Oaktree provided about $100 million for the deal, a source familiar with the situation said. The firm used Oaktree Principal Opportunities Funds IV to invest in Pierre. That fund closed at $3.3 billion in November 2006, Buyouts reported.
Oaktree’s debt was converted into equity with the Pierre Foods reorganization, the WSJ said. Pierre emerged from bankruptcy in December 2008 with Oaktree in control.
A year later Oaktree recouped its investment with a Pierre dividend, the source said. It’s unclear how big the 2009 distribution was, but it was at least $100 million.

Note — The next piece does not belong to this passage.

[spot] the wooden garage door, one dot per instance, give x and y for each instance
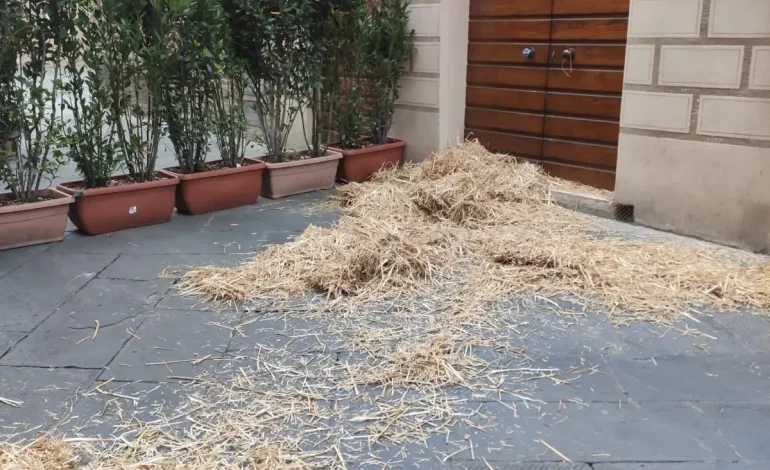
(561, 105)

In 2010, Oaktree combined Pierre Foods with Advance Foods to form AdvancePierre. Oaktree didn’t invest more capital; the transaction was funded with third-party debt, the person said.
The company paid out a second dividend in 2010, which Moody’s Investors Service pegged at $106 million. Oaktree doubled its money with the second dividend, the source said.
A third payout, which Moody’s said was about $185 million, came in 2012. The third distribution meant Oaktree had made more than 3x its invested capital, the source said.
AdvancePierre completed three add-ons under Oaktree’s ownership. The company used debt to fund the acquisitions, the source said. The first came in June 2011 when it bought Barber Foods, the Portland, Maine, maker and distributor of stuffed chicken breasts. Two more acquisitions — Better Bakery and Landshire Inc —followed in 2015.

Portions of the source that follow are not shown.